The game was intended to run with a full compliment of 30 Characters. You realize that, right? For every action those individual characters perform, the game is figuring out stuffs... That means that it's figuring out how to move 100 characters, in your game, compared to figuring out how to move 30 in my game. There's going to be differences...
Big things get stuck moving through areas that have small tolerances... That's a no-brainer. But, I moved my team of 30 through The Swamp, not knowing the easiest way to the town, and had minimal issues getting my Pack Bulls disentangled from the flora.
But, when on my daily jaunt to the the Waystation that is South of Squin, I have to take some extra precautions to maneuver around rocks and shrubs in the Sten Desert because that's what the Sten Desert requires me to pay attention to. If I had a mass-blob of a hundred individual characters, I imagine that would make fine-tuning my path a bit more difficult.

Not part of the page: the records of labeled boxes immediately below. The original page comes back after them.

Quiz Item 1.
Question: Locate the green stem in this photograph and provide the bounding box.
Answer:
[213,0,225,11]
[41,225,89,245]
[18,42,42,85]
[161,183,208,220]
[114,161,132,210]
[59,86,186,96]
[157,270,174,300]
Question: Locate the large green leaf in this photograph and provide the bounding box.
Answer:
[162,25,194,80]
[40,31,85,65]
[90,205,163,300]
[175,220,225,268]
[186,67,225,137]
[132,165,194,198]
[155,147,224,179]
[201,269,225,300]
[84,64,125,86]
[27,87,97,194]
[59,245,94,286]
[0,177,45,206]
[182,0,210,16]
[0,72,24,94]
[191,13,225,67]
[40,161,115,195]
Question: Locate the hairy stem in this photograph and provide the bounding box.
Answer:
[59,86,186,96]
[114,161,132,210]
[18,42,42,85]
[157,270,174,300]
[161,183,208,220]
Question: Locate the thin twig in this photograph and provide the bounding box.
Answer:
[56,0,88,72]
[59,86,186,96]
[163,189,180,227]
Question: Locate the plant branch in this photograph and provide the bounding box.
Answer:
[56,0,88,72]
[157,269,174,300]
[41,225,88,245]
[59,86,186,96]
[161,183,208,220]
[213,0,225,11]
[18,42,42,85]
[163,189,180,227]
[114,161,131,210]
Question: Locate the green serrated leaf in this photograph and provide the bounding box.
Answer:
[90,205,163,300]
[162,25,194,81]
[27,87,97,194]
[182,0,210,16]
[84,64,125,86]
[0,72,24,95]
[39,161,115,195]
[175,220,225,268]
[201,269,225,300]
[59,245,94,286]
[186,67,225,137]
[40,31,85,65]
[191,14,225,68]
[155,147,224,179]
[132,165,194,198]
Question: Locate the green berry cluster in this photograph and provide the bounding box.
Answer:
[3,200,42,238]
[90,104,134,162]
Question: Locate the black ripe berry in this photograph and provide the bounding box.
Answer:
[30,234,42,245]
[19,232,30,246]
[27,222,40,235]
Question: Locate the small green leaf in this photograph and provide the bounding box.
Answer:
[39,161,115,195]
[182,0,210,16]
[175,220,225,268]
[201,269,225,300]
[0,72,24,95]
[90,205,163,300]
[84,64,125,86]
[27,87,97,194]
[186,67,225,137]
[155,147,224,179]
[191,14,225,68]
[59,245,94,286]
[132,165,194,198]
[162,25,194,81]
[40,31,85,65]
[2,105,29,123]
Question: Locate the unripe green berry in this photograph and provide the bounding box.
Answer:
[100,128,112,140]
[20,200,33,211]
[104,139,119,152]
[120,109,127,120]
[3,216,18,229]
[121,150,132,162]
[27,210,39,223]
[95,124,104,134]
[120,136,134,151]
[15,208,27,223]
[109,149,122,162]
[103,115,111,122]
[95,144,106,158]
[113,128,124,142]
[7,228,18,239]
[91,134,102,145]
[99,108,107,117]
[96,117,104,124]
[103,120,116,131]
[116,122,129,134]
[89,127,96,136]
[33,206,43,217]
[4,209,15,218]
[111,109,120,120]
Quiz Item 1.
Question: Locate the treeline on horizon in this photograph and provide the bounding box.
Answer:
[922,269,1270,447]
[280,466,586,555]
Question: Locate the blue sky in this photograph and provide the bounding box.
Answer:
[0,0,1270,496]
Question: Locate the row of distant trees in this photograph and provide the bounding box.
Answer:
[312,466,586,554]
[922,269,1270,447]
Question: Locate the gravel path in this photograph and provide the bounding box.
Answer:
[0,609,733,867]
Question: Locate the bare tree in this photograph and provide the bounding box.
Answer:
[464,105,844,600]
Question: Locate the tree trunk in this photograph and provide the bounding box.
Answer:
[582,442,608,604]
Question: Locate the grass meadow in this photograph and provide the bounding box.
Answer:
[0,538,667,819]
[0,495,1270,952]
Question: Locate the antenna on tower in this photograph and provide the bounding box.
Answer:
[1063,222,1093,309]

It's not the game's problem if you exceed its design limits by having a modlist that looks like a someone's peer-to-peer download of the latest pr0n titles... If your modlist has to be scrolled, you're probably running too many mods to be realistically optimizable by suggestions from third-parties.
The glitch with Building Materials gives feedback that, IMO, is just a canned response to tell the player that there's a problem. The problems is likely that they can't figure out how to reach the materials. In your case, it may be due to too many characters trying to reach the materials. Characters have collision and pathway blocking behavior. IF too many characters are trying to go along the same path, they can and will block pathfinding calculations.
(Note: Characters with tasks that can only be done by one character at a time also come into conflict, shutting down certain behaviors. ie: Two characters can't sit on the same chair at the same time. That could extend to other things, forcing a character into a perpetual wait state where it may just regurgitate the same tired warning message that has absolutely nothing to do with why it's actually not working as it's supposed to. :) "It's Empty" sometimes means it's friggin full... "I have no materials" sometimes means "That isn't my friggin' job" or "I'm an idiot and cant see the Storage Box." )
Assign One character to Engineering. Just one. Then, diagnose the problem from there.
Note: Also, try just tossing some Building Materials/whatever on the ground. Characters appear to automatically rank items on the ground at higher priority for pickup. That might give you some clues as to why something isn't working right.
PS - I know it's just a "rant" post. That's cool. But, your "rant" also has things in that other people get far too flustered by and they often take their frustration too far. There comes a point where the only constructive thing to suggest is "Calm down, take a breath, work the problem through a new, much calmer, much happier, perspective..." :)
You are probably not far from being right. :)
There is a definite difference between "Player stuff" and "NPC/GameExclusive" stuff. For instance, wild Beak Things might not have certain pathing/collision considerations. After all, they're made to kill player characters, not actually be them. :) Beak Things have an annoying ability to NOT get stuck on crap that I might get stuck on... especially when I'm running away from them.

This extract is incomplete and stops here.